Language of document : ECLI:EU:F:2011:19

ARRÊT DU TRIBUNAL DE LA FONCTION PUBLIQUE
(première chambre)

8 mars 2011


Affaire F‑59/09


Carlo De Nicola

contre

Banque européenne d’investissement

« Fonction publique — Personnel de la Banque européenne d’investissement — Évaluation — Promotion — Compétence du Tribunal — Recevabilité — Décision implicite de rejet — Directive interne — Représentant du personnel — Principe du respect des droits de la défense »

Objet : Recours, introduit au titre de l’article 41 du règlement du personnel de la Banque européenne d’investissement, par lequel M. De Nicola demande notamment, premièrement, l’annulation de la décision du comité de recours de la Banque européenne d’investissement (Banque), du 14 novembre 2008, deuxièmement, l’annulation des décisions de promotion du 29 avril 2008 et de la décision du même jour refusant de le promouvoir à la fonction D, troisièmement, l’annulation de son rapport d’appréciation 2007, quatrièmement, la constatation qu’il a été victime d’un harcèlement moral, cinquièmement, la condamnation de la Banque à y mettre fin et à réparer les préjudices qu’il estime avoir subis en raison de ce harcèlement.

Décision : Le rapport d’appréciation 2007 et la décision de refus de promotion du requérant sont annulés. Le surplus des conclusions du recours est rejeté.

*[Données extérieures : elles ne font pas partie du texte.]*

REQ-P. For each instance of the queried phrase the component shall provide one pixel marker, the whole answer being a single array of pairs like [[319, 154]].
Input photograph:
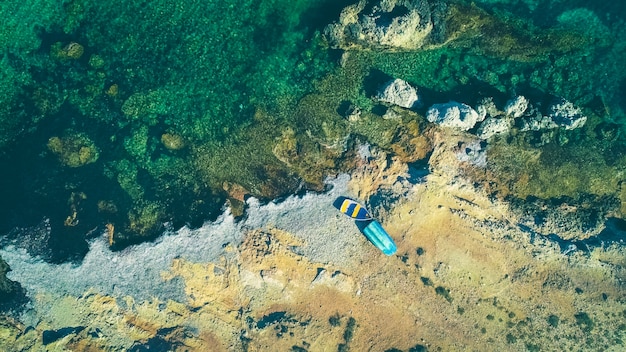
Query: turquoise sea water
[[129, 119], [136, 114]]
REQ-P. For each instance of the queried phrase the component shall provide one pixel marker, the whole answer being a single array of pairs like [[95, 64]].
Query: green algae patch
[[553, 171], [74, 149]]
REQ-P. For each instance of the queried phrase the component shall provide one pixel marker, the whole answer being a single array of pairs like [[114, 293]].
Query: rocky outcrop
[[400, 93], [382, 25], [519, 112], [455, 115]]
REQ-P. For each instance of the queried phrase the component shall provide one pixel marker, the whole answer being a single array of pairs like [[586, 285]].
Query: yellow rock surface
[[465, 277]]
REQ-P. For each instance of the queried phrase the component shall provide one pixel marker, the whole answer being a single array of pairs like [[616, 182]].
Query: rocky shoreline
[[465, 132]]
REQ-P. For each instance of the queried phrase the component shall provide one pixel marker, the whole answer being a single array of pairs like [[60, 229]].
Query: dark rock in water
[[382, 25], [399, 92], [12, 294], [49, 336]]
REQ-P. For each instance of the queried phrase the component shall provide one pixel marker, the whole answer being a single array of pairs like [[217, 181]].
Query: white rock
[[453, 114], [399, 92], [493, 125], [516, 107], [566, 115]]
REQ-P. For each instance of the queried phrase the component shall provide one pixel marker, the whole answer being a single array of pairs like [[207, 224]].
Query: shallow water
[[122, 123]]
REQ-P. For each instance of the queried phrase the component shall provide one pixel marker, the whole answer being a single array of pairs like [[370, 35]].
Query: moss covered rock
[[74, 149]]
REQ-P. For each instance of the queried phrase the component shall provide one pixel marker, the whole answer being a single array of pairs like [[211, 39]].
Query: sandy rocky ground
[[466, 277]]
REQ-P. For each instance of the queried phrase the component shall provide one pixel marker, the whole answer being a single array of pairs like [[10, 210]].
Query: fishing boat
[[369, 227]]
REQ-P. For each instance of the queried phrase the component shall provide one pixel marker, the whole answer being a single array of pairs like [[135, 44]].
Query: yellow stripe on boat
[[344, 206]]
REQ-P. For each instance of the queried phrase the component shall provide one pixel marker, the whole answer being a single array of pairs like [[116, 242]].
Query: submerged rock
[[566, 115], [382, 25], [494, 125], [453, 114], [516, 107], [74, 149], [399, 92]]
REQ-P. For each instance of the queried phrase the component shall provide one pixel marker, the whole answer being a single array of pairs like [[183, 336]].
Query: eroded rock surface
[[382, 25]]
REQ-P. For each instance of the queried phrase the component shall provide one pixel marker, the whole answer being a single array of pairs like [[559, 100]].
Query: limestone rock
[[399, 92], [453, 114], [516, 107], [382, 25], [494, 125], [566, 115]]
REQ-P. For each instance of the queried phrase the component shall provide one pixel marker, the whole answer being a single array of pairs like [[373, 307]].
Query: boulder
[[453, 114], [382, 25], [399, 92], [566, 115], [516, 107], [494, 125]]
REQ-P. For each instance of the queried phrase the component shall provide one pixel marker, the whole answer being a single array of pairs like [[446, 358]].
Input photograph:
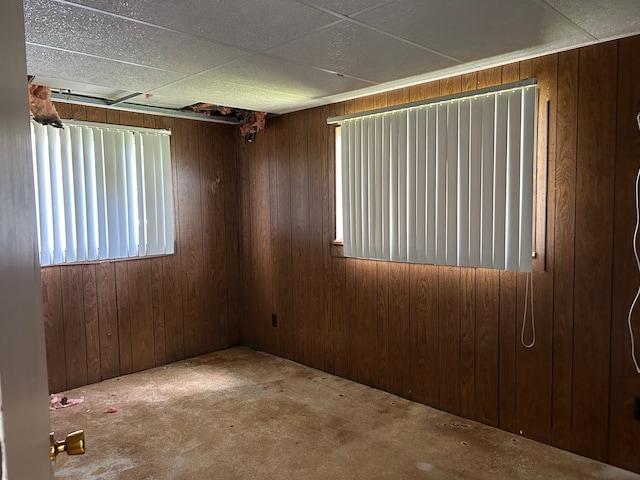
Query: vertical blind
[[102, 192], [449, 182]]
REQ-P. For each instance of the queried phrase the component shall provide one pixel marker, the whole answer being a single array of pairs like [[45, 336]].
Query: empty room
[[320, 239]]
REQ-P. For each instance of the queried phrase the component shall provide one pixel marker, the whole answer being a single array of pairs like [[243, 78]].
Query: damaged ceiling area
[[230, 61]]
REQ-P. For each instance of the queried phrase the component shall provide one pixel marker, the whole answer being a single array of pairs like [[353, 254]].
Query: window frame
[[128, 164], [539, 166]]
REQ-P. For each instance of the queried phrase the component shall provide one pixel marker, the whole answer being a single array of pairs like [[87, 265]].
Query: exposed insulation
[[41, 107]]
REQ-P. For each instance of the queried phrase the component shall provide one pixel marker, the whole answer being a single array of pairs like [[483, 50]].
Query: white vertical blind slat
[[512, 210], [88, 181], [421, 186], [488, 149], [448, 183], [463, 183], [69, 194], [475, 182]]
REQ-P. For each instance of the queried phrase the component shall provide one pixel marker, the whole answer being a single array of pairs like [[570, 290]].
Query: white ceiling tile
[[359, 52], [265, 73], [472, 30], [81, 88], [220, 92], [86, 31], [71, 66], [161, 101], [604, 19], [252, 24]]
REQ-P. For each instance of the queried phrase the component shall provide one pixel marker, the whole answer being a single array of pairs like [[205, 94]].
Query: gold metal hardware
[[72, 445]]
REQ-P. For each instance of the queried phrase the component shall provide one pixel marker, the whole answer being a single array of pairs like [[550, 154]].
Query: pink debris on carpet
[[57, 400]]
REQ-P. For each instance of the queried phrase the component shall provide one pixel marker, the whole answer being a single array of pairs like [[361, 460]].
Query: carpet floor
[[242, 414]]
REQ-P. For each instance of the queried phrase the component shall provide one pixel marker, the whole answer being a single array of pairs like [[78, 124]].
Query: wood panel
[[563, 259], [111, 318], [444, 336], [625, 381], [593, 250], [534, 363], [450, 337], [300, 228], [54, 328]]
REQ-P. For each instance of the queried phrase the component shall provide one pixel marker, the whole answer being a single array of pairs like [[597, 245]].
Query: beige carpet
[[241, 414]]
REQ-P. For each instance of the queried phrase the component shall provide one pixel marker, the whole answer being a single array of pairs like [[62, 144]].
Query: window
[[102, 192], [447, 182]]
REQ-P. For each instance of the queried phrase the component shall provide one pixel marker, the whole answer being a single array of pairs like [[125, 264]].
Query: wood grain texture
[[108, 318], [300, 228], [534, 376], [91, 325], [624, 448], [54, 328], [564, 245], [487, 347], [443, 336], [593, 250], [74, 326], [316, 152], [111, 318]]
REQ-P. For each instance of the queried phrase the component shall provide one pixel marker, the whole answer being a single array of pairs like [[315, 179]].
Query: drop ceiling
[[280, 56]]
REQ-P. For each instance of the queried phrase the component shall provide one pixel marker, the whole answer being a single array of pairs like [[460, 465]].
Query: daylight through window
[[102, 192], [447, 182]]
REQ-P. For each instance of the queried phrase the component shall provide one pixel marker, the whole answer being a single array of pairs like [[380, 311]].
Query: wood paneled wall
[[112, 318], [450, 337]]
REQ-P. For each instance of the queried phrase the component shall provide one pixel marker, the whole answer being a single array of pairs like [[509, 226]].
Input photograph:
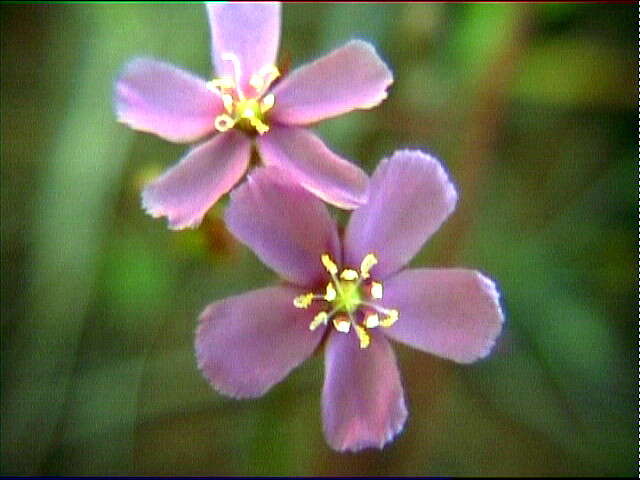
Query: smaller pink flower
[[351, 294], [246, 102]]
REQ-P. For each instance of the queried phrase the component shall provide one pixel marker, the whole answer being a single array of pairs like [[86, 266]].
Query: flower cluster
[[349, 293]]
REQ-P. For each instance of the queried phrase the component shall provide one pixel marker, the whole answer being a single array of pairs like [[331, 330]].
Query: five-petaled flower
[[245, 103], [350, 293]]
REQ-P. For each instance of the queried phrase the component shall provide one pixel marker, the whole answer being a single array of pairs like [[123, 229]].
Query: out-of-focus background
[[533, 110]]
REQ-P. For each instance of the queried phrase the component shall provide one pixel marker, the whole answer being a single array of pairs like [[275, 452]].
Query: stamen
[[372, 320], [376, 290], [390, 319], [259, 125], [330, 294], [319, 319], [331, 267], [267, 103], [367, 264], [365, 340], [227, 100], [349, 275], [342, 324], [223, 122], [303, 301]]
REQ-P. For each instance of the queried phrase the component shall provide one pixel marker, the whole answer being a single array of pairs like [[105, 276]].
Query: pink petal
[[286, 226], [248, 343], [187, 190], [452, 313], [410, 196], [351, 77], [251, 31], [307, 159], [362, 399], [156, 97]]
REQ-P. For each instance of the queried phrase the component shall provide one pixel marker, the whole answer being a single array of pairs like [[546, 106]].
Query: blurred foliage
[[531, 107]]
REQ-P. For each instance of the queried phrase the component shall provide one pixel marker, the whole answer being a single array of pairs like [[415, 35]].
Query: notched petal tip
[[488, 287], [385, 72], [355, 445], [174, 221]]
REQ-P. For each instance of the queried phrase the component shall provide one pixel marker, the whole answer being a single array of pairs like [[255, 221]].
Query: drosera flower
[[247, 101], [350, 294]]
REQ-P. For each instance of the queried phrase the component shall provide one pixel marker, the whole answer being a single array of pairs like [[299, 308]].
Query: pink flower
[[352, 293], [245, 103]]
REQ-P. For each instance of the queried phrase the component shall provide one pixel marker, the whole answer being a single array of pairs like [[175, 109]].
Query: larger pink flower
[[245, 102], [351, 292]]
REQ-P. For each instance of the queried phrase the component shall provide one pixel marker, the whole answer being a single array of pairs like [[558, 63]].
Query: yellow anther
[[342, 325], [330, 294], [331, 267], [372, 320], [390, 319], [303, 301], [365, 340], [349, 275], [320, 319], [367, 264], [259, 125], [376, 290], [267, 103], [223, 122]]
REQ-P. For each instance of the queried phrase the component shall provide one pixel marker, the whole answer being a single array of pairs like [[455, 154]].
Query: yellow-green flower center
[[353, 300], [245, 113]]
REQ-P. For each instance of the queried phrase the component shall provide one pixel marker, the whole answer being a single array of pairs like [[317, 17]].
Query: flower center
[[352, 299], [241, 111]]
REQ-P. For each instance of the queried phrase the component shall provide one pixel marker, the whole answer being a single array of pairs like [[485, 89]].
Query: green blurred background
[[533, 110]]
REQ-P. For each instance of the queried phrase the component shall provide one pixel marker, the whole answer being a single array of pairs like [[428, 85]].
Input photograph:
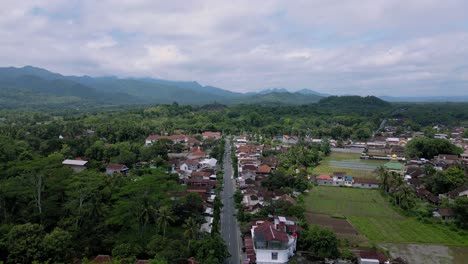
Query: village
[[274, 239]]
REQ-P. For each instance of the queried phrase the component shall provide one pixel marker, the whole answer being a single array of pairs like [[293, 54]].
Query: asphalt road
[[229, 228]]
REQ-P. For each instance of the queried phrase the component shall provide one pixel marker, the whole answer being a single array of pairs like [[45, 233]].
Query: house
[[116, 168], [339, 178], [272, 243], [371, 257], [189, 165], [200, 183], [289, 139], [264, 169], [392, 141], [102, 259], [445, 161], [287, 198], [324, 180], [394, 166], [196, 153], [209, 163], [430, 197], [211, 135], [75, 165], [458, 192], [445, 213], [174, 138], [366, 183], [206, 227], [348, 181]]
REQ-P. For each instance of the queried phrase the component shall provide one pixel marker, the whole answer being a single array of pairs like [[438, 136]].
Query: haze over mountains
[[31, 86], [35, 86]]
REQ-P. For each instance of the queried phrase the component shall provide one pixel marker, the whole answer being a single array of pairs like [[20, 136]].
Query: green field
[[373, 217], [349, 163]]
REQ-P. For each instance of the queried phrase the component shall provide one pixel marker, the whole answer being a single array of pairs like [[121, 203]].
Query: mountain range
[[30, 86]]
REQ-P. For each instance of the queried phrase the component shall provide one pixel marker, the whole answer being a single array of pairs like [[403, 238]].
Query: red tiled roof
[[366, 180], [445, 212], [116, 167], [264, 169], [323, 177], [373, 254], [339, 173], [269, 233], [191, 162], [288, 198], [200, 181], [172, 137], [211, 134], [200, 174], [102, 259], [249, 167]]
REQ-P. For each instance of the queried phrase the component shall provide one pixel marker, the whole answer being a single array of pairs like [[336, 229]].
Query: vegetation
[[430, 147], [372, 216]]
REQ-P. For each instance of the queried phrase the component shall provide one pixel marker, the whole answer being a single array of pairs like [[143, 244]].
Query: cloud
[[383, 47]]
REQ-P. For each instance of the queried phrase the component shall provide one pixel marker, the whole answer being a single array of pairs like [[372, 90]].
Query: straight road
[[229, 228]]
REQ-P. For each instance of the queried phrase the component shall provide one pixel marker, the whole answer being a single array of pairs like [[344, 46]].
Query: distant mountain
[[279, 98], [426, 99], [273, 90], [308, 91], [30, 86], [364, 106]]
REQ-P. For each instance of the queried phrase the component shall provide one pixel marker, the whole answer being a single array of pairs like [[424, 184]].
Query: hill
[[278, 98], [31, 86], [353, 104]]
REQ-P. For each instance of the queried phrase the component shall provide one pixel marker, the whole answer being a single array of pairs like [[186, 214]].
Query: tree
[[25, 243], [445, 181], [460, 209], [325, 147], [126, 253], [165, 217], [429, 147], [58, 246], [210, 250], [322, 242], [191, 229]]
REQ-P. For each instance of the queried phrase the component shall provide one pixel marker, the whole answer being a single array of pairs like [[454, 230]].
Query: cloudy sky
[[379, 47]]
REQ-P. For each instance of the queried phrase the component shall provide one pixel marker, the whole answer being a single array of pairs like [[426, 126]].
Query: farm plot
[[369, 213], [348, 201], [340, 226], [349, 163]]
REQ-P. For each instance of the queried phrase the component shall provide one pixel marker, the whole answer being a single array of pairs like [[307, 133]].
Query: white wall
[[264, 256]]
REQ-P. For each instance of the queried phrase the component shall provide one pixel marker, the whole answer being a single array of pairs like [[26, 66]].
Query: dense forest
[[53, 214]]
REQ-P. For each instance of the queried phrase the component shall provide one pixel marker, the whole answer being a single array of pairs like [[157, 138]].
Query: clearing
[[349, 163], [373, 217]]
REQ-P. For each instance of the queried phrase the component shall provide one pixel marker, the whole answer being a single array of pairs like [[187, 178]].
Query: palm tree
[[165, 216], [191, 229]]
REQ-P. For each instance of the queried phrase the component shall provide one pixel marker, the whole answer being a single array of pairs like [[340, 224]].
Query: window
[[274, 255]]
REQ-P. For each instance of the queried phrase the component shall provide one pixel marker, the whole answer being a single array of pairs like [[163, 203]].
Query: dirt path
[[428, 254]]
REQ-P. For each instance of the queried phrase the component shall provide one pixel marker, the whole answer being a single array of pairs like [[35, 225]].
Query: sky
[[365, 47]]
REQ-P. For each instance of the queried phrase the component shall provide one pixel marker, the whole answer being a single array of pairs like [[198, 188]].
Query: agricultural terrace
[[349, 163], [374, 218]]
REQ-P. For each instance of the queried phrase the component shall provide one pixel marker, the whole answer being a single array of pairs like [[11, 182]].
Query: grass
[[349, 163], [348, 201], [373, 217], [407, 230]]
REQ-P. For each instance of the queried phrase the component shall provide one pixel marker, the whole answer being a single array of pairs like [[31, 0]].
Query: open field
[[428, 254], [373, 217], [340, 226], [348, 201], [349, 163]]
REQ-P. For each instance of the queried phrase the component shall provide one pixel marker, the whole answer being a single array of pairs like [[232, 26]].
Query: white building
[[75, 165], [274, 242]]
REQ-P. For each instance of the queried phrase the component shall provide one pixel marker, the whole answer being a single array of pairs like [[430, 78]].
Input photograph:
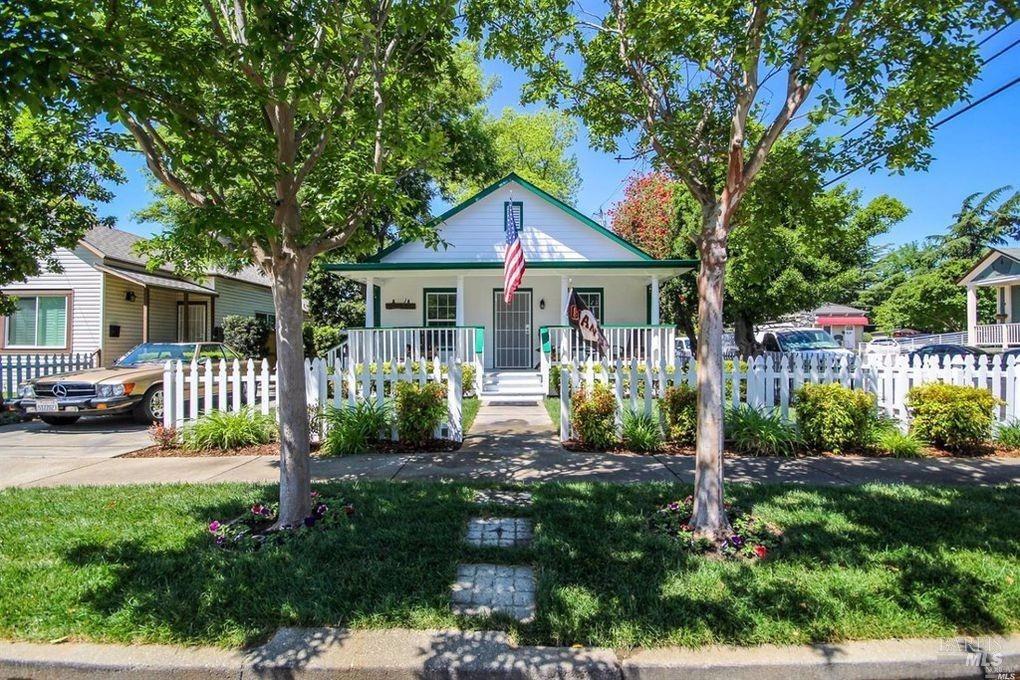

Le requérant et la Banque européenne d’investissement supportent chacun leurs propres dépens.


Sommaire


1.      Fonctionnaires — Agents de la Banque européenne d’investissement — Recours — Délais

(Art. 236 CE ; statut des fonctionnaires, art. 90 et 91 ; règlement du personnel de la Banque européenne d’investissement, art. 41)

2.      Procédure — Requête introductive d’instance — Exigences de forme

[Règlement de procédure du Tribunal de la fonction publique, art. 35, § 1, sous d)]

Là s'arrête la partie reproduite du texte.